Julie : Leurs propositions sont absurdes, il suffit d’une séparation, d’une maladie, d’un problème de voiture… si on s’en sort tout juste et qu’on n’est pas multimillionnaire, qu’on n’a pas une villa avec piscine à revendre, c’est-à-dire la majorité des gens, ça peut vite aller mal, la marge de sécurité est de plus en plus faible, voire inexistante. Ce gouvernement est inhumain et scandaleux !
Sofia : C’est violent, on appuie sur des fragilités existantes, l’envie, la jalousie… On monte les gens les uns contre les autres. On ne connait pas le vécu de chacun. J’étais en colère quand GLB a dit que les gens habitant dans des maisons sociales (ce qui est mon cas) avaient plein d’avantages, ce sont des mensonges ! »
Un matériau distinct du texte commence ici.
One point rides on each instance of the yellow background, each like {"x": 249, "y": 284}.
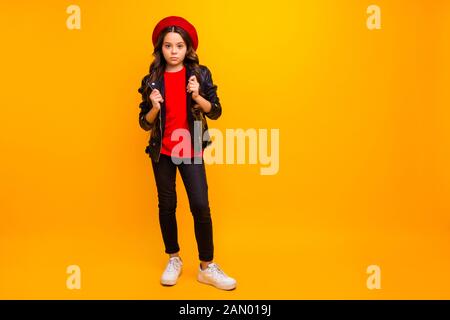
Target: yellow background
{"x": 364, "y": 150}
Et dans le quartier, elle sent que les gens ont perdu confiance : « Récemment, j’ai rencontré une ancienne connaissance pendant que je faisais mes courses, il m’a annoncé qu’il est concerné par les mesures contre les chômeurs, il a craqué, il était en pleurs devant moi, en plein milieu du magasin, il n’aura bientôt plus rien, comment faire pour subvenir aux besoins de sa famille ? Je sens dans le quartier de la cité où je vis que les gens perdent espoir, moi je le garde, c’est un moteur, de nos malheurs peuvent surgir aussi des choses belles ensuite. J’ai encore confiance… dans la vie… pas dans le gouvernement (sourire). C’est dur malgré tout ».
Propos recueillis par Claudia Benedetto
16,5% de la population belge est exposée au risque de pauvreté ou d’exclusion sociale, soit un peu plus de 1,9 million de personnes.
10,9% de la population belge dispose d’un revenu disponible inférieur au seuil de pauvreté (1520€/mois pour une personne seule, 2300€/mois pour un ménage composé de deux adultes, 3191€/mois pour un ménage composé de deux adultes et deux enfants.)
11,0% de la population vit dans un ménage où les adultes en âge de travailler n’ont travaillé que très peu au cours des 12 derniers mois (c-à-d. moins de 20% de leur potentiel global).
4,9% de la population est confrontée à une privation matérielle et sociale sévère, c’est-à-dire qu’elle ne peut assumer certaines dépenses courantes (paiement de factures, remplacement de meubles usés, sorties régulières, etc.) jugées nécessaires pour mener un niveau de vie acceptable.